A graphic novel based on The Throne of Fire was released on October 6, 2015. Like the graphic novel for The Red Pyramid, it was adapted and illustrated by Orpheus Collar.

A graphic novel based on The Serpent's Shadow was released on October 3, 2017. Similarly to the previous two novels, it was adapted and illustrated by Orpheus Collar.

===Demigods & Magicians===
Three stories combining the characters of the Camp Half-Blood Chronicles and The Kane Chronicles with the first two originally appearing as short stories in the paperback versions of The Serpent's Shadow and The Mark of Athena. Eventually, the stories were combined into a miniseries known as Demigods & Magicians.

====The Son of Sobek====

The first ever Percy Jackson-Carter Kane crossover story was included in the back of the paperback edition of The Serpent's Shadow, published May 7, 2013, and became available as an e-single/audio purchase June 18, 2013. It was later published as part of a collection entitled Demigods & Magicians, released in 2016.

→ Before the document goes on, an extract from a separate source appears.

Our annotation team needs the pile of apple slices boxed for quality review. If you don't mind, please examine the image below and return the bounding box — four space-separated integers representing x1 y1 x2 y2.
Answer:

The story is told in first-person by Carter Kane and set on Long Island's south shore, in the vicinity of Moriches Bay. Carter and Percy Jackson find themselves hunting the same giant magical crocodile, and Carter is saved by Percy. Although wary of each other, they team up to fight the crocodile, which turns out to be a petsuchos, an ordinary crocodile turned to giant size and invested with the power of the Egyptian crocodile god Sobek by a magical charm. Together, they remove the charm and stop the crocodile from terrorizing the suburban neighborhood, then, after briefly introducing themselves, go their separate ways. However, Carter does leave Percy a special way of contacting him.

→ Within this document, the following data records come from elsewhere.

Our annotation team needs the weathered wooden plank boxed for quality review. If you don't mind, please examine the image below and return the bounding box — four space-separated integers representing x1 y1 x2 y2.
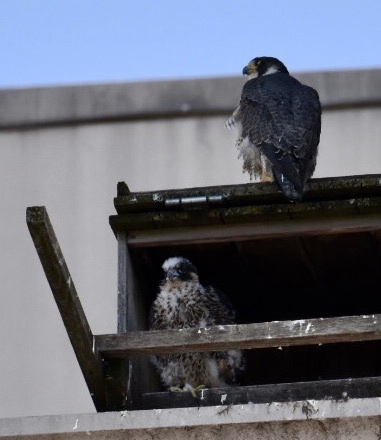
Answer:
26 206 107 411
143 377 381 411
114 174 381 214
95 315 381 357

====The Staff of Serapis====

The sequel to The Son of Sobek, entitled The Staff of Serapis is the sixty-page crossover story in which Sadie and Annabeth meet. The sequel came out in April 2014, in the paperback version of The Mark of Athena, and then was released later on in the year in e-book/audiobook format read by Riordan and including a sneak preview of The Blood of Olympus. It was later published as part of a collection entitled Demigods & Magicians, released in 2016.

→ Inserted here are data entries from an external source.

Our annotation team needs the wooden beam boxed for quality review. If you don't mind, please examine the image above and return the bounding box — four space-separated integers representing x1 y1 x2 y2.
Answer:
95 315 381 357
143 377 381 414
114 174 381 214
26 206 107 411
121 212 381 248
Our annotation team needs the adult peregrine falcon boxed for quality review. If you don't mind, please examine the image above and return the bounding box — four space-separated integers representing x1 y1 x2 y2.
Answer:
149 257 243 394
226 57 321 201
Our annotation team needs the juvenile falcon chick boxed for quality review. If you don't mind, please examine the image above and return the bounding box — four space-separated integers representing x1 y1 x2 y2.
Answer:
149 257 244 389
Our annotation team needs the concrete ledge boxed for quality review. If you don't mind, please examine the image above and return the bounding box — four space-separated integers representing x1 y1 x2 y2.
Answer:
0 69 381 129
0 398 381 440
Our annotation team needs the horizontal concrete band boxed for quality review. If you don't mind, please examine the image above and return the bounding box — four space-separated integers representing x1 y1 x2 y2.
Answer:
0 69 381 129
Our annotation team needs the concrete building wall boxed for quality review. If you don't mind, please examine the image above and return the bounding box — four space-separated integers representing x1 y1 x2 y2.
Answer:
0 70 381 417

In this story, told from Annabeth Chase's point of view, Annabeth pursues a strange chimerical creature she encounters on the New York City Subway, and is rescued by Sadie Kane when it attacks. Sadie explains that the creature was a figurine that suddenly came to life in Brooklyn House and escaped the mansion. The two girls deduce that the creature is two parts of a tripartite creature, the Staff of Serapis, which belongs to the Hellenized Egyptian god of that name. Serapis has taken up residence in a ruined lighthouse in Far Rockaway, Queens, and Annabeth and Sadie do battle with him before returning to their separate worlds.

====The Crown of Ptolemy====

The Crown of Ptolemy is the third and last book in the Percy Jackson & the Olympians and The Kane Chronicles crossover series. It was published in the back of the paperback version of The House of Hades on March 31, 2015, and later as an ebook and audiobook. The ebook edition was released May 12, 2015. It was later republished as part of a collection entitled Demigods & Magicians, released in 2016.

The story is told from Percy's point of view. Percy and Annabeth are investigating Governor's Island in Manhattan, and Percy tries unsuccessfully to call Carter. Setne, the evil magician responsible for the events of the crossovers, creates a freak hurricane while attempting to make himself a god. Carter and Sadie finally arrive and, with help from the goddess Nekhbet (who uses Percy as her host for the duration of the battle), the four teenagers defeat and imprison Setne in a magical snow globe.
The teens then decide to keep their mythical realities separate and head back to their respective homes, although they also decide to keep in touch.

==Adaptations==
=== Canceled Netflix film ===
On September 12, 2020, Rick Riordan stated that Netflix was developing the series as a trilogy of feature films. After four years in development hell, Riordan revealed that the project was in "turnaround" and would not be moving forward at Netflix.

=== Television series ===
In early September 2026, it was announced that Riordan was developing a series with Angela Robinson for Disney+.